National Australia Bank Ltd (NAB): 
The corporate regulator has accused National Australia Bank of four potentially criminal breaches of the law over a scandal in which it charged customers fees without providing any service, explosive documents the bank tried to keep from public gaze at the financial services royal commission reveal. Allegations against the bank are outlined in an Australian Securities and Investments Commission letter to NAB, dated October last year and headlined “Suspected offending by members of the NAB group”. The letter shows ASIC was “concerned” that NAB’s correspondence to customers over an incident in which they were charged so-called “plan service fees” for advice from a financial planner they did not have was misleading, deceptive and false. It accused NAB of breaching two sections of the ASIC Act, both of which can attract criminal sanction. ASIC accepted that NAB had remediated customers stung by the wrongly-charged fees. It is believed the regulator has not yet decided whether to settle the dispute with NAB, pursue civil action or go down the path of criminal prosecution. 

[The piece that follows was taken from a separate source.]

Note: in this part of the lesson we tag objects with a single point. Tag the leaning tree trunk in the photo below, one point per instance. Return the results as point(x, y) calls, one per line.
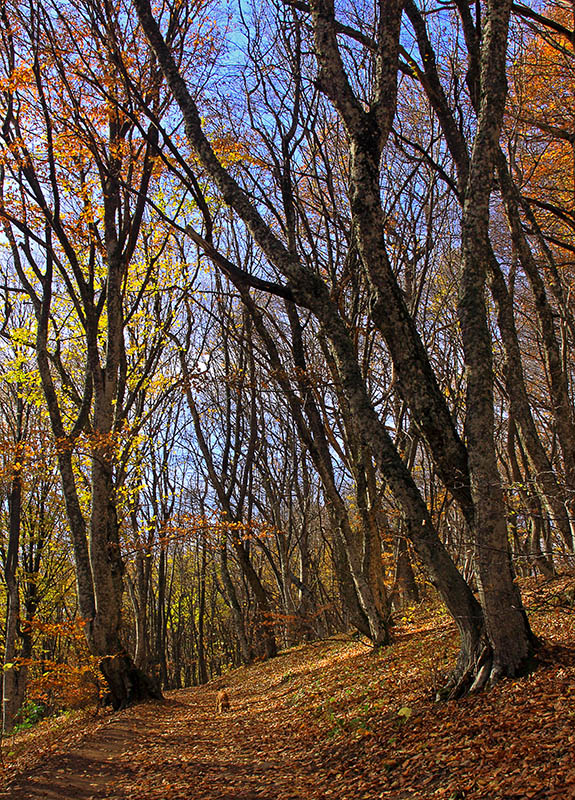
point(510, 642)
point(13, 675)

Newcrest Mining Limited (NCM): 
Gold miner Newcrest has flagged a reduction in the carrying value of some of its assets ahead of full-year results announcement. The company told the market this morning that the reduction in carrying values is expected to have a non-cash earnings impact of between $260 million and $270m. That reduction was due to a $190m after tax impact from its Telfer gold and copper mines in Western Australia, after a life of mine plan indicated lower gold recoveries and higher estimated operating and closure costs that previously forecast. The company’s gold and copper joint venture in Namosi, Fiji, is likely to have a $70m impact, after an assessment of project configurations prompted an assessment of the appropriateness to continue to carry forward previous study costs. “The outcomes of these reviews may potentially impact the reported mineral resources and ore reserves for these assets, which will be assessed in Newcrest’s annual mineral resource and ore reserve estimate process to be completed at 31 December 2018,” Newcrest said in a statement to the market.

Orora Ltd (ORA): 
Packaging company Orora has lifted its annual full-year profit by 24 per cent to $212.2 million and expects earnings to increase further in 2019 subject to global economic conditions. The Melbourne-based company, spun off from Amcor, said the result came despite flat trading conditions in its Australasian and North American markets as the manufacturer improved productivity and margins from its plants. Net profit lifted by 12 per cent to $208.6 million on a 5.2 per cent lift in sales revenue to $4.24 billion. Orora shares may jump on stronger-than-expected earnings and guidance for FY19 earnings above FY18 on a constant currency basis, and costs broadly in line. Australian EBIT jumped 8.7pc to $232.2m and revenue of $4.24bln beat the $4.237bln estimate. The stock is showing a lot of positive momentum with a 36.5pc total return in the past year. Yesterday it bounced off the 50-day moving average at $3.57 and may set a new record high above $3.725 today. ORA last $3.59.

Suncorp Group Ltd (SUN): 
Suncorp Group have pledged to return about $600 million to its shareholders after agreeing to the sale of its Australian life insurance business. The banking and insurance provider also said it would pay a special dividend for the second half of its financial year, supported by a strong balance sheet and in anticipation of a lift in performance during the coming year. The Brisbane-based company said it had signed a nonbinding agreement to sell its life insurance operations for about $725 million to TAL Dai-ichi Life, an arm of Japanese insurer Dai-ichi Life Group. In recent years, several of Australia’s big financial-services companies have moved to exit capital-intensive life-insurance operations, selling them to focused insurers with greater scale. Suncorp’s deal, which remains subject to certain conditions and regulatory approval in Australia and Japan, is expected to close by the end of December.